PJP in the non-HIV population is particularly challenging; it presents with a more fulminant course and possesses higher mortality rates of 30-50% [1,3]. Additionally, PJP in non-HIV patients demonstrates higher ICU admission rates with need for ventilatory support compared to its HIV counterpart [4]. Overall, while HIV-associated PJP presents with exuberant hypoxemia and lung inflammation, PJP in the non-HIV population presents with insidious dry cough rapidly deteriorating to profound respiratory failure [5].

This case presented a particular challenge in PJP management due to significant rapid onset despite initiation of prophylaxis as well as subsequent treatment failure with development of respiratory decompensation. The patient’s previous CT scan one week prior demonstrating ground-glass opacities most likely demonstrated early PJP as a result of previous low-dose prednisone usage without prophylaxis. His dry cough and discomfort also most likely represented early PJP infection. However, it is still unclear whether this patient developed PJP before prophylaxis administration, or developed PJP-induced respiratory failure as the result of the dose-dependent immunosuppressive effect of increased corticosteroids. Additionally, although rare, this case could have potentially represented an instance of TMP-SMX resistance.

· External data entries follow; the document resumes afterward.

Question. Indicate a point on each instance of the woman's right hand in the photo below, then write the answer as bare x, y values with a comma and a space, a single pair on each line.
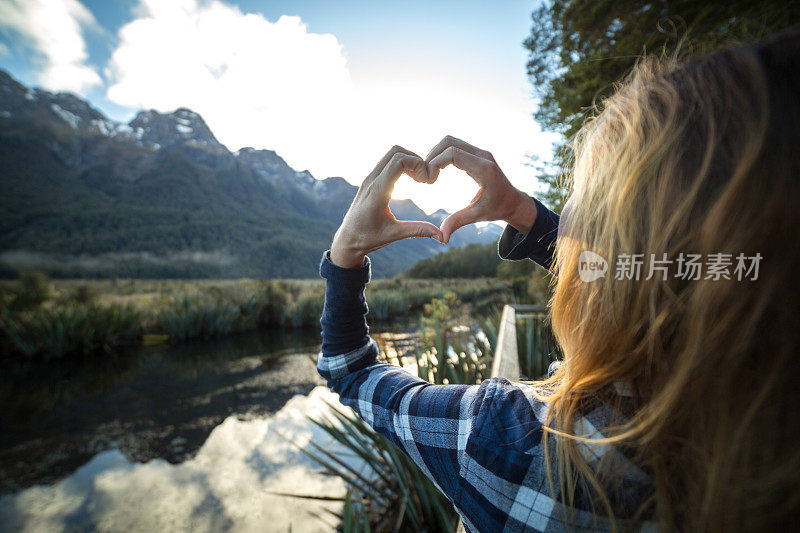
497, 199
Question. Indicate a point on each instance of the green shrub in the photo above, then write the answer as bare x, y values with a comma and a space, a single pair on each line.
68, 330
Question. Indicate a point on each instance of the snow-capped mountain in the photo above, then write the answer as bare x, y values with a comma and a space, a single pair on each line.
161, 196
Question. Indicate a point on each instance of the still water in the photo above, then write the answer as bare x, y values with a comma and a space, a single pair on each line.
196, 437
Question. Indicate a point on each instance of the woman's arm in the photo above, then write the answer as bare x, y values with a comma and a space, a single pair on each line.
537, 243
435, 425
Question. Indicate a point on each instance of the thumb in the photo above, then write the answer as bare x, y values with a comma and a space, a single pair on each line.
459, 219
406, 228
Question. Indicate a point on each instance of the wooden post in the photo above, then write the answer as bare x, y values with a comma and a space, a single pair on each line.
506, 359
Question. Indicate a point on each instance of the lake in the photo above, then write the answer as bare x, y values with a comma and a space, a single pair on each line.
169, 438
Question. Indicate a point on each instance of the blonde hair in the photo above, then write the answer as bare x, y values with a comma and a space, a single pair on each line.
696, 158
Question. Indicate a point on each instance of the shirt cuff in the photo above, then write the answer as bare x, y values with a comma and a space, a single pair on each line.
538, 244
340, 275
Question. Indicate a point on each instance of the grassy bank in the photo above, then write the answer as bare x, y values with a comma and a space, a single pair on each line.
42, 318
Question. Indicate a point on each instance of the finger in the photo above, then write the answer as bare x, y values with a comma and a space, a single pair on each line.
421, 176
459, 219
405, 229
449, 141
399, 164
478, 168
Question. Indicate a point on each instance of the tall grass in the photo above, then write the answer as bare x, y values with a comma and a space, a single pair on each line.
44, 318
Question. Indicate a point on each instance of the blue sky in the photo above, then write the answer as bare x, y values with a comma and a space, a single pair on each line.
329, 85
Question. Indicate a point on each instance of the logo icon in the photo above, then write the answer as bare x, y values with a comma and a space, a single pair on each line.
591, 266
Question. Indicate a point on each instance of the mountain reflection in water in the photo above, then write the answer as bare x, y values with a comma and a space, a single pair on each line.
191, 437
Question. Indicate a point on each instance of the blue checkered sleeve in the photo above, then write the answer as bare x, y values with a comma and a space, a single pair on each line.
467, 439
480, 444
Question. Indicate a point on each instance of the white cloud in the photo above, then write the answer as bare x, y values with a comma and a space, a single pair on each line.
257, 83
276, 85
54, 29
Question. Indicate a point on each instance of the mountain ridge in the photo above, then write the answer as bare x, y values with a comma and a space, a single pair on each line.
160, 196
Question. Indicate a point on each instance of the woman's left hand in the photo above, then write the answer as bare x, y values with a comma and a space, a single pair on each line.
369, 225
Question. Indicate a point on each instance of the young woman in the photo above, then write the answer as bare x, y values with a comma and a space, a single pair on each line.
673, 408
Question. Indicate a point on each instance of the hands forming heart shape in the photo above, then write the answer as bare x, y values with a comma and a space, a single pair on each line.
369, 224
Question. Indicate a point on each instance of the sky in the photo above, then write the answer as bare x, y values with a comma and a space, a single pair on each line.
330, 86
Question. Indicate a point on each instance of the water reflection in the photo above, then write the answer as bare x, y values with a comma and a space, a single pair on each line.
189, 437
224, 487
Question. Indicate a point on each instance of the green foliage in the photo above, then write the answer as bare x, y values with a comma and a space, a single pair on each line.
536, 345
307, 310
472, 261
195, 316
580, 48
390, 493
176, 311
68, 330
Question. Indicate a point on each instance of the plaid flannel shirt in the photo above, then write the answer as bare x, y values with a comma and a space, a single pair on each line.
480, 444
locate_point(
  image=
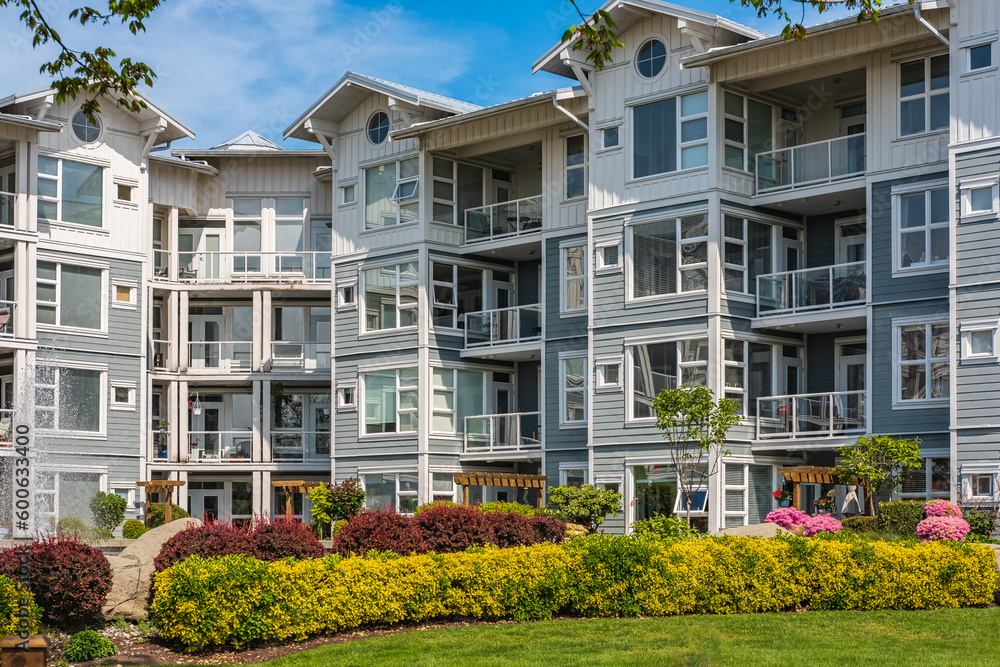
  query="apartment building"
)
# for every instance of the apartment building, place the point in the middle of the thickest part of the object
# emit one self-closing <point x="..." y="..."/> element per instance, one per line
<point x="804" y="227"/>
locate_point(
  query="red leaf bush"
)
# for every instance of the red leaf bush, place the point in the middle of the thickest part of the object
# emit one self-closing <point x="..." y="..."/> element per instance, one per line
<point x="379" y="531"/>
<point x="70" y="579"/>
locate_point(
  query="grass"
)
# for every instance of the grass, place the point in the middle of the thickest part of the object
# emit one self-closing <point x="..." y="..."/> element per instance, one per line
<point x="966" y="637"/>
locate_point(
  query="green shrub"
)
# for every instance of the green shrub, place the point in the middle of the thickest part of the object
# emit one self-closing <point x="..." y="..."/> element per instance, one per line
<point x="133" y="529"/>
<point x="200" y="603"/>
<point x="901" y="516"/>
<point x="88" y="645"/>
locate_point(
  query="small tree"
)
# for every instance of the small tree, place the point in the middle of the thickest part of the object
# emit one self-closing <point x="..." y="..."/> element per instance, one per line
<point x="586" y="505"/>
<point x="879" y="463"/>
<point x="109" y="510"/>
<point x="695" y="428"/>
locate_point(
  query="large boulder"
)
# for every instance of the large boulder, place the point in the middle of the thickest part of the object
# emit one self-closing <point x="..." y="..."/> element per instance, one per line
<point x="132" y="571"/>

This case also highlighted the significant dangers associated with inappropriate steroid prescription in patient care. The sole predisposing factor to PJP development in this patient was corticosteroid use based on clinical suspicion of myositis with no tangible proof. Treatment of immunologic conditions is certainly a critical aspect of patient management; however, in this case, the risk of corticosteroid use far outweighed the potential benefit (which was ultimately not demonstrated in this patient before his death). The steroid increase amplified the progression of this patient’s respiratory infection and the suspected myositis itself was not rectified with the steroids, highlighting a lapse in judgment in the free-handed prescription of corticosteroids.

Conclusions

Further research is needed to establish definitive guidelines of PJP prophylaxis in the non-HIV population, as well as when to initiate empiric treatment in the setting of suspected pneumonia. Immunosuppression due to corticosteroid use is a salient predisposing factor in the development of PJP in an aggressive and debilitating course, and physicians should maintain high levels of discretion in significant steroid prescription for minor conditions. Clinicians should ultimately have a very low threshold for infectious disease consultation and management in the case of non-HIV immunosuppressed patients presenting with pneumonia symptoms. Earlier prophylaxis or treatment could have prevented this patient’s rapid deterioration, and prevention of similar cases is possible with intense discretion in steroid prescription as well as early aggressive intervention.